Amnesty Calls on Russia, Tskhinvali to Reopen Crossing Points, Release Georgian Doctor

Amnesty International, a London-based international human rights organization, calls on Russia and de facto authorities in occupied Tskhinvali Region/South Ossetia, to reopen crossing points and guarantee freedom of movement of civilians.

In a statement released on November 22, Amnesty International said that “the complete ban on movement” between the occupied region and Georgia proper, “is undermining the human rights of local civilians.”

According to the statement, the closure of the crossing points in early September, has worsened the humanitarian situation in the occupied region, as its residents have been denied “access to medical care, social security benefits, education and family visits” across the occupation line.

“According to the information available to Amnesty International, the closure of the crossing points has particularly negatively affected older people, schoolchildren and university students and those in need of medical care,” the statement reads

It further notes that “under international human rights law freedom of movement can only be restricted to pursue certain legitimate objectives, must be consistent with other human rights and be a proportionate response.” 

However, in case of Tskhinvali Region/South Ossetia, “while national security or public order grounds of this measure are in question, the complete ban enacted since September is a disproportionate response.”

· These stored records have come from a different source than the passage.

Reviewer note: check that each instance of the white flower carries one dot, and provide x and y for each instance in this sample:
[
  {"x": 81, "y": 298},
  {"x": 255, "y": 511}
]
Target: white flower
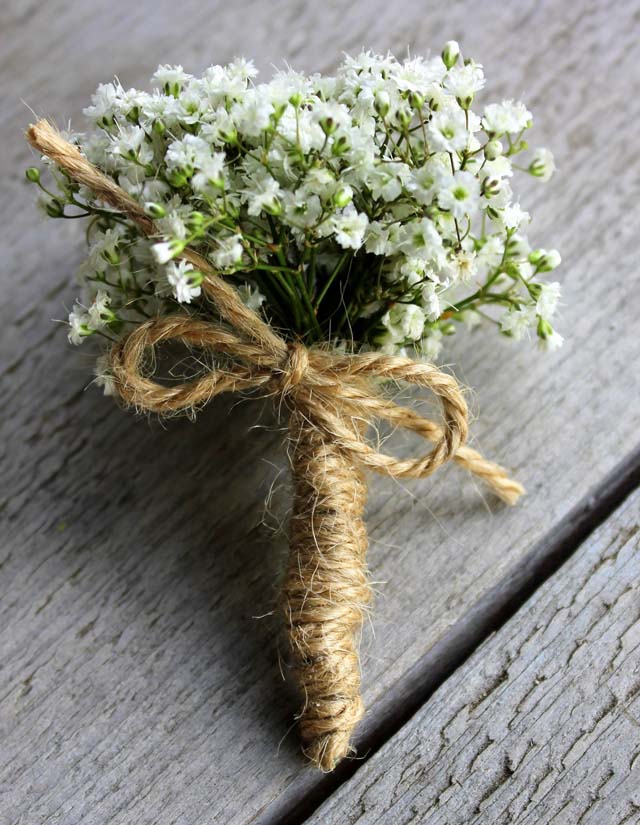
[
  {"x": 331, "y": 116},
  {"x": 517, "y": 322},
  {"x": 184, "y": 280},
  {"x": 190, "y": 153},
  {"x": 459, "y": 194},
  {"x": 166, "y": 250},
  {"x": 131, "y": 142},
  {"x": 551, "y": 341},
  {"x": 103, "y": 103},
  {"x": 252, "y": 114},
  {"x": 79, "y": 325},
  {"x": 513, "y": 217},
  {"x": 229, "y": 251},
  {"x": 447, "y": 131},
  {"x": 403, "y": 322},
  {"x": 421, "y": 239},
  {"x": 464, "y": 80},
  {"x": 171, "y": 78},
  {"x": 542, "y": 164},
  {"x": 547, "y": 302},
  {"x": 349, "y": 227},
  {"x": 465, "y": 265},
  {"x": 262, "y": 195},
  {"x": 508, "y": 116},
  {"x": 430, "y": 301}
]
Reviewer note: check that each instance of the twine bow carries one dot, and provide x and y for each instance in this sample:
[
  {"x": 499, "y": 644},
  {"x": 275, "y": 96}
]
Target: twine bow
[{"x": 332, "y": 399}]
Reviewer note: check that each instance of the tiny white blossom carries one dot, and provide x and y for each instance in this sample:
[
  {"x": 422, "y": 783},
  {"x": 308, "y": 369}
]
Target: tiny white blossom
[
  {"x": 464, "y": 80},
  {"x": 404, "y": 322},
  {"x": 349, "y": 227},
  {"x": 551, "y": 342},
  {"x": 508, "y": 116},
  {"x": 459, "y": 194},
  {"x": 447, "y": 131},
  {"x": 542, "y": 164},
  {"x": 184, "y": 280},
  {"x": 99, "y": 311},
  {"x": 79, "y": 325},
  {"x": 165, "y": 251}
]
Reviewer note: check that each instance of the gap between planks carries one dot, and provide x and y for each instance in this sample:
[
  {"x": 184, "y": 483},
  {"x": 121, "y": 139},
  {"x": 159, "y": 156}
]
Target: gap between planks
[{"x": 453, "y": 650}]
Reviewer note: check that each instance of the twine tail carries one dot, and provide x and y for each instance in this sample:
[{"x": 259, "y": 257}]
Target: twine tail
[{"x": 326, "y": 591}]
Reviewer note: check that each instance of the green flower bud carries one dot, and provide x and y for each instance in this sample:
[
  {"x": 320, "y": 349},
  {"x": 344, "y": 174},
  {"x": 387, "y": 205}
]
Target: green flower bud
[
  {"x": 450, "y": 53},
  {"x": 274, "y": 207},
  {"x": 54, "y": 208},
  {"x": 493, "y": 149},
  {"x": 111, "y": 256},
  {"x": 343, "y": 196},
  {"x": 382, "y": 104},
  {"x": 544, "y": 328},
  {"x": 340, "y": 146},
  {"x": 195, "y": 221},
  {"x": 405, "y": 117},
  {"x": 491, "y": 186}
]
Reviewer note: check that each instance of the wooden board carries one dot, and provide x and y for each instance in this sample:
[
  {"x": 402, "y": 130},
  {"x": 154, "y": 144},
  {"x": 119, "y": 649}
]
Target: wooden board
[
  {"x": 136, "y": 682},
  {"x": 541, "y": 725}
]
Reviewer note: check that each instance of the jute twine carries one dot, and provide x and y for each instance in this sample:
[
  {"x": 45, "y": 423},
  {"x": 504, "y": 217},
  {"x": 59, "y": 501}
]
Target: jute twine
[{"x": 332, "y": 399}]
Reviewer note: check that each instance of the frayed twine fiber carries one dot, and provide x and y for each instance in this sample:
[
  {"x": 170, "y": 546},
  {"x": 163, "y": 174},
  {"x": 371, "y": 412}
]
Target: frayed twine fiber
[{"x": 331, "y": 399}]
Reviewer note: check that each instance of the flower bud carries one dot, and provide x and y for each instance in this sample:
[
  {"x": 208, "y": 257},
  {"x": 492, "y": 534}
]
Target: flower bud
[
  {"x": 405, "y": 116},
  {"x": 340, "y": 146},
  {"x": 382, "y": 104},
  {"x": 343, "y": 196},
  {"x": 155, "y": 210},
  {"x": 54, "y": 208},
  {"x": 492, "y": 149},
  {"x": 491, "y": 186},
  {"x": 450, "y": 53},
  {"x": 542, "y": 165},
  {"x": 544, "y": 260},
  {"x": 195, "y": 221}
]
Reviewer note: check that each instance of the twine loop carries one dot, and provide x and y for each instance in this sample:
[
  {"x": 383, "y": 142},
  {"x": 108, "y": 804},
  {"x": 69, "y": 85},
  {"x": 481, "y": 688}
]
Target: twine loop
[
  {"x": 332, "y": 400},
  {"x": 295, "y": 366}
]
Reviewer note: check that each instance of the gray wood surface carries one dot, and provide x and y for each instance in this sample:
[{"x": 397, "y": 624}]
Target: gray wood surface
[
  {"x": 136, "y": 681},
  {"x": 541, "y": 725}
]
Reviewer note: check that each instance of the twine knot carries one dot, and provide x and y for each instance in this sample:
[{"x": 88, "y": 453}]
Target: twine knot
[
  {"x": 295, "y": 367},
  {"x": 333, "y": 399}
]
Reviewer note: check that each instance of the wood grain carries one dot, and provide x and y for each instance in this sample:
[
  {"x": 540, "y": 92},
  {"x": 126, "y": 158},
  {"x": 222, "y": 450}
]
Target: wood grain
[
  {"x": 541, "y": 725},
  {"x": 136, "y": 683}
]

Amid Chorchana checkpoint crisis, KGB of the Moscow-backed Tskhinvali Region/South Ossetia closed all crossing points connecting the occupied region with the rest of Georgia since early September.

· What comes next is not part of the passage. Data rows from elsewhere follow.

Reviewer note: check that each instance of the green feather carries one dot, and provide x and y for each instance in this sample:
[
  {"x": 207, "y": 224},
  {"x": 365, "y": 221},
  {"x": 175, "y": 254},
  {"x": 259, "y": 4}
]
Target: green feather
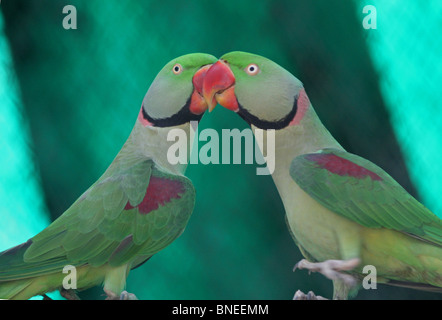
[{"x": 372, "y": 203}]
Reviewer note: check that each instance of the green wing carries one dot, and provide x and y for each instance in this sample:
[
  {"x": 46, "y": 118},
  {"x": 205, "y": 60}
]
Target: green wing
[
  {"x": 364, "y": 193},
  {"x": 128, "y": 215}
]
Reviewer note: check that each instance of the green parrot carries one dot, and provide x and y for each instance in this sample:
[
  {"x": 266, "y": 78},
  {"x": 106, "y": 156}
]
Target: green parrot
[
  {"x": 343, "y": 211},
  {"x": 138, "y": 206}
]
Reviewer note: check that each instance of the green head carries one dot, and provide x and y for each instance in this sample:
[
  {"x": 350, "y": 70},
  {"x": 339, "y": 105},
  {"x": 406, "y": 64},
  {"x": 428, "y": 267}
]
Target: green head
[
  {"x": 259, "y": 90},
  {"x": 175, "y": 96}
]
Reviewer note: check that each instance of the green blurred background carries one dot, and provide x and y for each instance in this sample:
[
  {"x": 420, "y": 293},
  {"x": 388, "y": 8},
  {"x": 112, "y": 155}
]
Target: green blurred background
[{"x": 69, "y": 98}]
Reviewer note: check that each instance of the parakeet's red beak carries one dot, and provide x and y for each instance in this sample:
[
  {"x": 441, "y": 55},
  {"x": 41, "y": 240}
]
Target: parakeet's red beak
[
  {"x": 219, "y": 87},
  {"x": 197, "y": 102}
]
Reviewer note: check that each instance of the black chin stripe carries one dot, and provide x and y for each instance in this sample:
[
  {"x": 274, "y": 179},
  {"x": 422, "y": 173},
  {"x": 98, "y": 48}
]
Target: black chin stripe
[
  {"x": 264, "y": 124},
  {"x": 182, "y": 116}
]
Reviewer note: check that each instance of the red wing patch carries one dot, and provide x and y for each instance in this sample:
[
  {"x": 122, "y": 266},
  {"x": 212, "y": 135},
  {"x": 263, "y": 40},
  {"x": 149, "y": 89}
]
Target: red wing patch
[
  {"x": 341, "y": 166},
  {"x": 158, "y": 192}
]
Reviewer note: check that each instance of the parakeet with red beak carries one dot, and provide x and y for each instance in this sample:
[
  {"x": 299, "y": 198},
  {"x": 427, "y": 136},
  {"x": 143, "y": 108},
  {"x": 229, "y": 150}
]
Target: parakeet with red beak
[
  {"x": 138, "y": 206},
  {"x": 343, "y": 211}
]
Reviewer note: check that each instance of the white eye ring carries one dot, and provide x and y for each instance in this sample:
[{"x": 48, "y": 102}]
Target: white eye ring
[
  {"x": 252, "y": 69},
  {"x": 177, "y": 68}
]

Tskhinvali noted that the crossing points will be opened as soon as “the situation returns back to normal.” Since late August, representatives of Tskhinvali, Moscow and Tbilisi held seven technical meetings to discuss the issue of disputed police checkpoint, but failed to reach any progress.

Odzisi crossing point, serving occupied Akhalgori Municipality, half of which are ethnic Georgians, has been closed since early September too. According to the European Union Monitoring Mission in Georgia (EUMM), in normal days, Odzisi crossing point serves 400 persons daily.

On October 28, Margo Martiashvili, who was transferred from Ikoti village of Akhalgori Municipality to Tskhinvali for medical treatment, died in the hospital after allegedly suffering from a stroke. The emergency vehicle from Tskhinvali had to travel three hours, whereas it would have taken just 45 minutes to reach Tbilisi. 

In its statement, Amnesty International also refers to recent detention and sentencing of a Georgian doctor Vazha Gaprindashvili in occupied Tskhinvali, saying “such detentions are arbitrary and constitute violations of the right to liberty and security of the person, contrary to Article 5 of the European Convention on Human Rights.”

“In these circumstances both Russia and the de facto authorities must ensure that Vazha Gaprindashvili is immediately released from the detention and compensated for the harm he has suffered as a result,” Amnesty International said, adding that “they must also ensure that no-one is subjected to torture and other ill-treatment in the territory under their control.”